The overall goal is to move every district position in an equitable manner toward the county median in compensation.

“I think a priority will be to try to move all positions in an equitable manner closer to the county median and try to address them individually based on competitive data,” Noble said. “So, as an example, the beginning teachers’ salary. If we’re further away from the county median with beginning teachers than say we are with the master’s degree level, then we need to really focus on that part of the salary schedule for teachers. If we’ve got a director on our staff who’s doing a job where that person’s salary is much closer to the county median than say another director who works right alongside them, then we’d try to approach those individually. That’s what we’re going to try to do …”

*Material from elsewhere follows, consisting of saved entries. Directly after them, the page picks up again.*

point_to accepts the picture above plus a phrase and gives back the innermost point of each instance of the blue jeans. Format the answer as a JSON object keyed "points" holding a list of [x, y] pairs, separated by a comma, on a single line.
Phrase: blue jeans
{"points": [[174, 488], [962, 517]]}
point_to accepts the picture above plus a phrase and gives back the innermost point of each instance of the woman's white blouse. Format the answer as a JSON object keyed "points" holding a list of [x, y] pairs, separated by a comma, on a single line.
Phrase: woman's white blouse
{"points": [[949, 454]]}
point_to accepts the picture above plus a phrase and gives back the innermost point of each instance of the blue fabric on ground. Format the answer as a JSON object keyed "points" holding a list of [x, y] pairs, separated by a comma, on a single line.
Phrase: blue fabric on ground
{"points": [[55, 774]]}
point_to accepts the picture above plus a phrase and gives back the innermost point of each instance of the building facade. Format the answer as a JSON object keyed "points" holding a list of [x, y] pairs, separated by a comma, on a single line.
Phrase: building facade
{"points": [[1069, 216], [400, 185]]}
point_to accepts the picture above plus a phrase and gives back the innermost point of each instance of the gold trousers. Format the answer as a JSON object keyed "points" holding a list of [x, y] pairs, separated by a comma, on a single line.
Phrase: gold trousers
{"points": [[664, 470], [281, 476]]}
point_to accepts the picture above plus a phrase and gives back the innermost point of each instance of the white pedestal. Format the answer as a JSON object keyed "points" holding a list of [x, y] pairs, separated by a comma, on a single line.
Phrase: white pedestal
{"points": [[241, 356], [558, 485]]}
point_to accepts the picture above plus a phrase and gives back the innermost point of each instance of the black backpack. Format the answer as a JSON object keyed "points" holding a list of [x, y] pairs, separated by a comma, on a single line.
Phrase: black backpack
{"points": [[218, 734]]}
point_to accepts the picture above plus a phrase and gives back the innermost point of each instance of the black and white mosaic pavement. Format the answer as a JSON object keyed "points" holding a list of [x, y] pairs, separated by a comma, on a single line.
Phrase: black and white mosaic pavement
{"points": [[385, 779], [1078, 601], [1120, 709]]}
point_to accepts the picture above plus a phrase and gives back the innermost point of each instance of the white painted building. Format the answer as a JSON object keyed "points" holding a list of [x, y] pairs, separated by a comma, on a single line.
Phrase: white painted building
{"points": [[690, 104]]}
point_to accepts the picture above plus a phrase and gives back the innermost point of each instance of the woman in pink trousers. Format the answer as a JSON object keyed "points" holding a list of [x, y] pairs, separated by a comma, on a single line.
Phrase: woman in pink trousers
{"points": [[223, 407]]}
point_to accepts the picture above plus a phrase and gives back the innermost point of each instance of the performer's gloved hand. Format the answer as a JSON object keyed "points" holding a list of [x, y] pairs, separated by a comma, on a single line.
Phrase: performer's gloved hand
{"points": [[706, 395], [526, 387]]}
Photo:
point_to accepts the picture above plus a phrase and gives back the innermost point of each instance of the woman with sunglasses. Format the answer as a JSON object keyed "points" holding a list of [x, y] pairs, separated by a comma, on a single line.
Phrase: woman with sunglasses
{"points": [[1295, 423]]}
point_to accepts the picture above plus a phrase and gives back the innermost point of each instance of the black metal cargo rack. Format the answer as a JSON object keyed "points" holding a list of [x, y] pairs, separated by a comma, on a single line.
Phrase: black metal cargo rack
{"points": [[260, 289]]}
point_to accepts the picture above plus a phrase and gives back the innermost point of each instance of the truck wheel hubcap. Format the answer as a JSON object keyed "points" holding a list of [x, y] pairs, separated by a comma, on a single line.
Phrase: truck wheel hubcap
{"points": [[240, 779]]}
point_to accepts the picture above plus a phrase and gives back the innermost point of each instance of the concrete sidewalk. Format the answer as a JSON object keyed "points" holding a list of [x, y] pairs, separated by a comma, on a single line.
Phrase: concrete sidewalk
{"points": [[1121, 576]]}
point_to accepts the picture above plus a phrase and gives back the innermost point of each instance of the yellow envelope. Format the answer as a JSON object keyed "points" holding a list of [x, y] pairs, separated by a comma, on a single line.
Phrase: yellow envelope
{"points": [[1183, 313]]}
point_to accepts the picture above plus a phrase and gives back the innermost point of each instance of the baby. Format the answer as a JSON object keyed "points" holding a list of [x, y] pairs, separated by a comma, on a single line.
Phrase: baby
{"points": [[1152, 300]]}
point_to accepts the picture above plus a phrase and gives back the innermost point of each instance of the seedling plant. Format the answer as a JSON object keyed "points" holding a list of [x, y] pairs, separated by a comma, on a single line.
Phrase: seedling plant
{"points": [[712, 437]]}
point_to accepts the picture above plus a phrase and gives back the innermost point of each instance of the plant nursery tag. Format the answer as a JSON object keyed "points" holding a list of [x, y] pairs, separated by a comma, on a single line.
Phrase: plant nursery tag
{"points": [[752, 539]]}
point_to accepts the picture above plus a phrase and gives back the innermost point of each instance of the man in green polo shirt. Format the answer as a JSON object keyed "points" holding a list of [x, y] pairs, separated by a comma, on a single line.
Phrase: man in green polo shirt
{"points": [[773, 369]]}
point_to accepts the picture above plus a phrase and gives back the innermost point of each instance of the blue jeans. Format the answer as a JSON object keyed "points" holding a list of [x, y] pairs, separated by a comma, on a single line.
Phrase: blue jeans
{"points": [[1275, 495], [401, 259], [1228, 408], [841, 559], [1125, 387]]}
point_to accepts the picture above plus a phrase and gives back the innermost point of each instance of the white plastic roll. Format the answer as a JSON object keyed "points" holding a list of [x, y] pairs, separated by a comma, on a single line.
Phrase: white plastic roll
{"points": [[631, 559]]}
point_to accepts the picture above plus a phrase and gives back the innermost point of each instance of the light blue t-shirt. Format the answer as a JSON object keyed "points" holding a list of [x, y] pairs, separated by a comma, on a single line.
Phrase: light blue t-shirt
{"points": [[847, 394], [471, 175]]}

“We’re already at work gathering comparative data for all staff salaries to come up with a package for next year that will move us closer to the median. Those will be realized in next year’s budget year starting July 1. So we’re working on that now because we start work pretty early on next year’s budget. In fact, we’ll be trying to get some budget projections together now with this new information.”

Prop T funds also could be used for hiring additional staff.

“Sometimes our staff and the board administration recognizes where we may have a shortfall in staffing and a need exists,” Noble said. “So some of those funds could be used for those, whether it’s additional teachers where maybe we have a bubble of a high teacher-student ratio or maybe in a couple departments where we feel like we’re really understaffed.”

Other remaining Prop T funds will be used for stabilizing the district’s 2009-2010 operating budget, which Noble said would have a deficit without Prop T.

“About $1.6 million of (Prop T allocation) is the budget deficit on the operating side,” Noble said. “We had a half-million-(dollar) deficit as you look at the overall budget … So the $2.4 million (of annual Prop T funds not used on staffing) is really about taking care of the budget deficit of about $1.6 million and about another $800,000 to reinstate cuts. These will be in next year’s budget. We’ll reinstate the cuts in textbooks, supplies and tutoring.”

In uncertain economic times, Noble said district officials will be watching its finances closely and is grateful to district voters for allowing debt-service funds to be used for operations.

“There’s so much to consider,” he said. “Schools are being impacted by the economy. We have to keep a close watch on what’s going to happen with reassessment.

“We’ve got to watch to see that because of the economy that we don’t have more delinquent taxes than usual. And we’ll be looking at those figures closely when we start collecting a lot of our local tax revenue in December. So we’ll be watching December’s and January’s collections to see how those compare to last year’s.”